Baba sevgisizliğini içinde o kadar büyüttü ki hayatında yaptığı yanlış seçimlerde hep babasını suçluyor ama babasına inat yanlış seçimler yapmaya devam ediyordu. Babasının Yahudileri sevmemesi onu üniversitede Yahudi olan Ernst Pollak’a yöneltti ve sadece babasına bir bedel ödetmek adına Ernst Pollak’tan hamile kaldı. Babasının bu evliliğe şiddetle karşı çıkmasına rağmen bir inat uğruna Pollak’la evlendi ve Viyana’ya yerleşti. Bu evlilik babasıyla olan bağını tamamen koparttı. Millena sırf inat uğruna yaptığı bu evliliğin bir hata olduğunu yıllar sonra anlayacaktı.

Franz Kafka ise tıpkı Milena gibi Prag’da ama Milena’dan on üç yıl önce 1883 yılında doğdu.
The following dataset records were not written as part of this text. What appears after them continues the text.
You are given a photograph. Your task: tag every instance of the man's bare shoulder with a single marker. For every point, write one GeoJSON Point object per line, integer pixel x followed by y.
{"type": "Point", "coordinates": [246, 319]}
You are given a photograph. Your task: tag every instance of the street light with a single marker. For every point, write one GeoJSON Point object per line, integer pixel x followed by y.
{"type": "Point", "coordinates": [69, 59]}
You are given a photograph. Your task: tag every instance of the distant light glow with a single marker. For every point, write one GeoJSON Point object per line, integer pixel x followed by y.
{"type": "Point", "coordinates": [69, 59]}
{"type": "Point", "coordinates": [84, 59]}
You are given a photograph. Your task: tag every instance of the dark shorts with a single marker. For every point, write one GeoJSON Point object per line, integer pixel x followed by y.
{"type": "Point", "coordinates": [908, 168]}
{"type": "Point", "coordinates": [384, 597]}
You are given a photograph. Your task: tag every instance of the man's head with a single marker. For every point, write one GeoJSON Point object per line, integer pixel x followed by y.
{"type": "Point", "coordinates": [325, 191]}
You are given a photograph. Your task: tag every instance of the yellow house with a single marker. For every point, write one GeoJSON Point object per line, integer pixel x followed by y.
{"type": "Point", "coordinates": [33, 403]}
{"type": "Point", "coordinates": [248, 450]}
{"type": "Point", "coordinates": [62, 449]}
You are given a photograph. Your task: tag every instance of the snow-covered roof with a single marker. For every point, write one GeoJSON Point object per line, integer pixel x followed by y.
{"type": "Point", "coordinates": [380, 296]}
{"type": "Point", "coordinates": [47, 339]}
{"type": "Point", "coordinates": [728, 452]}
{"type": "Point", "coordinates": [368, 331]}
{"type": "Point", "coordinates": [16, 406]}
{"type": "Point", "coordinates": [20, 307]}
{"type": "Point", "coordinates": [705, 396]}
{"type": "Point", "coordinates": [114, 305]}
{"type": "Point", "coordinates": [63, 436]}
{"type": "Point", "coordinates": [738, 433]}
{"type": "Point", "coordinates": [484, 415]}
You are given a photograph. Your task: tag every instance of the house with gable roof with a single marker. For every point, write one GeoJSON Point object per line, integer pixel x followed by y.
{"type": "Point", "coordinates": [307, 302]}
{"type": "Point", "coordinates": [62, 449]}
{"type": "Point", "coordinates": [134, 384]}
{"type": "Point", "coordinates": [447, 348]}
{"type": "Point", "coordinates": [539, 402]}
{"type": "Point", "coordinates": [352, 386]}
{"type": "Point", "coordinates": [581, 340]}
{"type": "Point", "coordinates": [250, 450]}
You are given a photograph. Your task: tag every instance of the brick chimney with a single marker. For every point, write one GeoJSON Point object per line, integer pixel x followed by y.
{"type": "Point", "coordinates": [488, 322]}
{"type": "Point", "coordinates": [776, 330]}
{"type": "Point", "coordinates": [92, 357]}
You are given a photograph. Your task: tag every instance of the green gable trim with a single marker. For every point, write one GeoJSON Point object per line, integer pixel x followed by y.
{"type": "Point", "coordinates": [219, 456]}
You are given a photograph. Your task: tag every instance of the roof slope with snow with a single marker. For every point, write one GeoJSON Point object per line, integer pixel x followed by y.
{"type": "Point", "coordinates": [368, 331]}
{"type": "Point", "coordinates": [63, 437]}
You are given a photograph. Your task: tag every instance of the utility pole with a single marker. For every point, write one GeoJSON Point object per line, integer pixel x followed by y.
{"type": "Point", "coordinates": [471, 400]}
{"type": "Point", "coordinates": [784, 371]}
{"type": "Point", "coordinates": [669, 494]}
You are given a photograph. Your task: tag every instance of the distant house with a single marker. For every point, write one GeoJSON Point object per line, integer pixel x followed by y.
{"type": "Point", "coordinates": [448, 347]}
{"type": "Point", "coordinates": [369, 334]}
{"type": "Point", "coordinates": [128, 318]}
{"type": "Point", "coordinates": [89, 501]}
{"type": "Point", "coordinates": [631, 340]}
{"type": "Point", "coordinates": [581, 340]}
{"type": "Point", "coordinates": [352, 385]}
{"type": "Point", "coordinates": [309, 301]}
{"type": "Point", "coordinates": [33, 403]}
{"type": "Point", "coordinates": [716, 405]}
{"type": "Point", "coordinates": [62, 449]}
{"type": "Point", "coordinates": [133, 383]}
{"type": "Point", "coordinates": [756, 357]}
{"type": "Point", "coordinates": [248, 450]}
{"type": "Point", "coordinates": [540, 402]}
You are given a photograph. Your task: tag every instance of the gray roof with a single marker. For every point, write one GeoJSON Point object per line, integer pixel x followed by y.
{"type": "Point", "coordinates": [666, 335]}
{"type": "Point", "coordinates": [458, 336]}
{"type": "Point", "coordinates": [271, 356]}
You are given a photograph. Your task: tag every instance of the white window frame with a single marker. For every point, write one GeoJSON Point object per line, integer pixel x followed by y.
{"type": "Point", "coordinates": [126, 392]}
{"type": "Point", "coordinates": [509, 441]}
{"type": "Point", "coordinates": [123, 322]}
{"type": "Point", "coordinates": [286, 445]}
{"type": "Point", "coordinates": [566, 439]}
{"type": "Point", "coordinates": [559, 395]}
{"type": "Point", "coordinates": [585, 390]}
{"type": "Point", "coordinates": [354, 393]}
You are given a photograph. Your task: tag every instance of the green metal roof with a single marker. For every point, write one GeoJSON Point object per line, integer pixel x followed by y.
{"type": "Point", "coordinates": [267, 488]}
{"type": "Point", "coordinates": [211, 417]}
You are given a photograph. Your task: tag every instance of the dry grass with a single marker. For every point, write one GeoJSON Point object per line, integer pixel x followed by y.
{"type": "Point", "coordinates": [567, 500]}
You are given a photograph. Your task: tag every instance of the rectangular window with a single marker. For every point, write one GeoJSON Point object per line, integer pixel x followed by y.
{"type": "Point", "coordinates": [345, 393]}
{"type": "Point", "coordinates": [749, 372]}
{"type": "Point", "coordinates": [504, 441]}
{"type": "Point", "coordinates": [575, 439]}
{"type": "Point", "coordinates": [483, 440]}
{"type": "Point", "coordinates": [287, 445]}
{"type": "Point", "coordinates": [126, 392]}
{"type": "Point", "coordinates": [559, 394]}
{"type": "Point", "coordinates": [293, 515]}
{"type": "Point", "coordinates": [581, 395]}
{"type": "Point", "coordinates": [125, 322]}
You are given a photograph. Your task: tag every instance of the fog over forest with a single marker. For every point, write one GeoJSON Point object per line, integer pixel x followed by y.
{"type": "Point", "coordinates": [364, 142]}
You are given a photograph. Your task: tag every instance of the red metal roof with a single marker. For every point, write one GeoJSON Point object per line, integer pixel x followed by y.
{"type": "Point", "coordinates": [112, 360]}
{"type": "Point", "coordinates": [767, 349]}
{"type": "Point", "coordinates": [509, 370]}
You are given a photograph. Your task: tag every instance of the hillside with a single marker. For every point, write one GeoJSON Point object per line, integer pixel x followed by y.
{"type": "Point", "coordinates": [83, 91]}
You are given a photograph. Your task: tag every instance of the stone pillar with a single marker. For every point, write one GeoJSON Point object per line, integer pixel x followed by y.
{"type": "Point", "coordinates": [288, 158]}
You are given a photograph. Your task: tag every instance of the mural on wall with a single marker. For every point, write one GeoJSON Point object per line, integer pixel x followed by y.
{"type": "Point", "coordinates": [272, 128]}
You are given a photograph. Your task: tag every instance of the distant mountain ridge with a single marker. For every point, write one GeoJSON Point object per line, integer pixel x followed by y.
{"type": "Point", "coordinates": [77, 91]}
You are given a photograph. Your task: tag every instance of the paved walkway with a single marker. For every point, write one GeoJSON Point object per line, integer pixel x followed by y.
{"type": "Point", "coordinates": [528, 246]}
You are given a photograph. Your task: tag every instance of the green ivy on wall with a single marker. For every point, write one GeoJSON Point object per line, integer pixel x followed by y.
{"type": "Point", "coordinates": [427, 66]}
Hukuk Fakültesi’ni bitirmiş olan Franz Kafka üniversite hayatı bittikten sonra boş zamanlarında yazı yazmaya başladı. Yazdıklarını ilk defa 29 yaşında yani 1912 yılında yayınlandı. O da Milena gibi kötü bir çocukluk dönemi geçirmiş ve tıpkı Milena gibi onun da babasıyla ilişkisi hiçbir zaman iyi olmamıştı. Baba Hermann otoriter ve sevgisini göstermeyen bir askerdi. Kafka’nın içindeki bu sevgisizlik babasına duyduğu nefrete dönüşecek ileri ki yıllarda baba özlemini hem acı hem de nefret dolu sözlerle sık sık yazılarında dile getirecektir.

Kafka duygusal bir insandı o kadar duygusaldı ki bir aşktan diğerine atlayan bir çapkın olmaktansa gerçekten aşkı hissederek yaşayan bir adam olmayı tercih etti. Elbette ki bu kadar duygusal olan bir adamın aşkı yaşamaması imkansızdı; aşkı yaşadı tabii, ama yüreğinde o büyük sevgiyi hissetmeden hiçbir kadını yanına yaklaştırmıyordu bu yüzden hayatına giren kadınların sayısı üçten fazla olmadı.

Milena ve Kafka’nın yolları 1919 sonbaharında Milena’nın Viyana’dan Prag’a yaptığı seyahat esnasında bir kafede tesadüfen kesişir. O sıralarda Kafka otuz altı, Milena ise yirmi üç yaşındadır. Milena, Viyana’ya döndükten sonra Kafka’ya bir mektup yazar ve eserlerini Çekçe’ye çevirmek istediğini belirtir. O sıralarda Milena’nın evliliği iyi gitmiyor, hem duygusal hem de maddi sıkıntılar yaşıyordu. Kafka bu mektuba ve Milena’nın teklifine olumlu yanıt verir. Ve sonra Milena’ya tekrar bir mektup daha yazar ve dünya edebiyat tarihine geçecek mektuplaşmalar işte böyle başlar. Bu yıllarda Kafka, Julie Wohryzcek ile nişanlı, Milena ise hala Ernst Pollak ile evlidir.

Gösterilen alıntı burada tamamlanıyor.